When integrated into an orchestration pipeline such as Apache Airflow, the documentation generation step typically precedes an upload step for hosting. This ensures that documentation stays current with each pipeline run as models evolve. The generation process connects to the target database using the configured dbt profile to build the catalog, while the manifest is derived from the project files themselves.
Static Documentation
dbt also supports a --static flag that bundles all artifacts into a single static_index.html file. This self-contained file includes the manifest and catalog data inline, eliminating the need to serve multiple files. This is useful for simplified hosting scenarios.
Artifact Lifecycle
The generated artifacts are written to the dbt project's target/ directory by default. In an orchestration context, this directory is typically a temporary workspace on the Airflow worker.
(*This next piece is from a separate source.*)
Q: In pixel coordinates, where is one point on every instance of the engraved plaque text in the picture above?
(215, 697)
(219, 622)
The artifacts must be explicitly transferred to a durable storage location (cloud object storage, a shared filesystem, or an artifact repository) to be accessible after the task completes.
Usage
Use dbt documentation generation when:
- Data models evolve frequently: If the schema changes with each pipeline run (new columns, renamed models, updated descriptions), regenerating docs ensures documentation stays synchronized with the actual data warehouse state.
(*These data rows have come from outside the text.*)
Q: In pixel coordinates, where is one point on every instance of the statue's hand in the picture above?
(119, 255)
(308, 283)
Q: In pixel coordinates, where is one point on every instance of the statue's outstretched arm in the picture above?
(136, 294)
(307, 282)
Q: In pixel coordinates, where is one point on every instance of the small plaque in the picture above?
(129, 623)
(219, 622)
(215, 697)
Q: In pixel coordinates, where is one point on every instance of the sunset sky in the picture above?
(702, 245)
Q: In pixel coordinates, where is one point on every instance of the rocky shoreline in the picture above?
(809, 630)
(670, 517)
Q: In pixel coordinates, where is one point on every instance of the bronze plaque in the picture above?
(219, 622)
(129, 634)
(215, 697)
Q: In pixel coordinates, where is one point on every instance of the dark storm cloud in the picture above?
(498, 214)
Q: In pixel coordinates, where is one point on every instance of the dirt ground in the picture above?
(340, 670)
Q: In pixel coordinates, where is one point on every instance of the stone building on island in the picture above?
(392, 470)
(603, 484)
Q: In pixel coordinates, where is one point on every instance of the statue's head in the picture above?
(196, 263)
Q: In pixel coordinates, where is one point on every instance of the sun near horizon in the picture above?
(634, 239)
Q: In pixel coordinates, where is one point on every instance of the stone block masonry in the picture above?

- Scheduled documentation pipelines: Automatically regenerate documentation as part of a nightly or per-deployment pipeline, so the team always has access to up-to-date docs without manual intervention.
- Compliance and audit requirements: Maintaining current documentation of the data warehouse schema as part of data governance and audit trail requirements.
- Onboarding and self-service analytics: Providing analysts and data consumers with a browsable catalog of available data assets, their descriptions, column types, and lineage.
Theoretical Basis
The dbt docs generate command operates in two phases:
- Manifest construction: dbt parses the project files (models, sources, seeds, snapshots, tests, macros) and builds a directed acyclic graph (DAG) representing the project. This includes all user-provided documentation strings (descriptions in YAML files and doc blocks), column-level metadata, and configuration. The manifest is generated without database access.
- Catalog construction: dbt connects to the target database using the active profile and runs introspection queries against the information schema. For each relation materialized by the project, it retrieves column names, data types, and (where supported) statistics such as row counts and byte sizes. The catalog provides the ground-truth schema information that complements the project-level metadata in the manifest.
The resulting artifacts are designed to be consumed together by the index.html application, which renders an interactive documentation site with search, lineage visualization, and per-model detail pages.